MediaTek NPU and LiteRT: Powering the next generation of on-device AI

Published: 1 month ago (December 9, 2025 at 02:18 AM EST)

4 min read

Source: Google Developers Blog

Key features of the LiteRT NeuroPilot Accelerator

Moving well beyond basic acceleration, the LiteRT NeuroPilot Accelerator provides a unified development workflow and sophisticated features designed to productionize AI on MediaTek NPUs. Highlights include:

Seamless and unified deployment workflow – Access various MediaTek NPUs via a unified API that abstracts SDK complexities. Choose between two distinct compilation workflows: offline (Ahead‑of‑Time, AOT) and online (on‑device), giving you flexibility to minimize first‑run latency or enable platform‑agnostic model distribution.
Rich generative AI capabilities – Our collaboration unlocks the full potential of state‑of‑the‑art models like the Gemma family, enabling sophisticated generative AI features—from advanced text generation to new multimodal applications—directly on NPU.
Efficient, cross‑platform development – A new, simplified C++ API (an improvement on the previous C API) makes building highly efficient ML pipelines easier. The API works seamlessly with Native Hardware Buffer Interoperability, allowing zero‑copy data passing from AHardwareBuffer directly to the NPU, as well as automatic conversion from OpenGL/OpenCL buffers. This is critical for high‑throughput, real‑time camera and video applications.

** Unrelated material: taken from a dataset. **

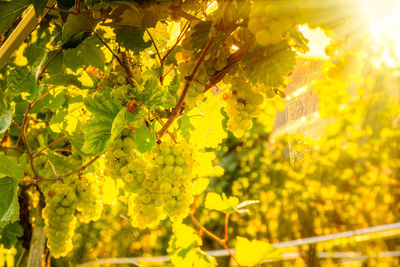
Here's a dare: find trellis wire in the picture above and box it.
[81,222,400,267]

Seamless and unified deployment workflow

Traditionally, developers needed to build for numerous combinations of SoC providers and versions, managing the distribution of compiled models and runtimes for each. To solve this, we created a simple 3‑step workflow to get your models running with NPU acceleration.

The full, detailed guide with a Colab notebook and sample app is available on our LiteRT NPU documentation.

Step 1: AOT compilation for target SoCs (optional).
Use the LiteRT Python library to compile your .tflite model to the supported SoCs. See the LiteRT AOT Compilation Tutorial for details. While optional, AOT compilation is highly recommended for larger models to reduce on‑device initialization time. This step is not required for on‑device compilation.
Step 2: Deploy with Google Play for On‑device AI (PODAI) if on Android.
Use LiteRT to export the model assets and required runtime libraries into an “AI Pack”, the format used by PODAI. Copy the AI Pack into your Android app project. When users install your app from Google Play, the service analyzes the device and automatically delivers the model and runtime to a compatible device.
Step 3: Inference using LiteRT Runtime.
LiteRT abstracts away hardware fragmentation. For both AOT and on‑device compilation, simply load the model and specify Accelerator.NPU in the options. LiteRT handles the rest and includes a robust fallback mechanism: you can specify GPU or CPU as secondary options, and LiteRT will automatically use them if the NPU is unavailable.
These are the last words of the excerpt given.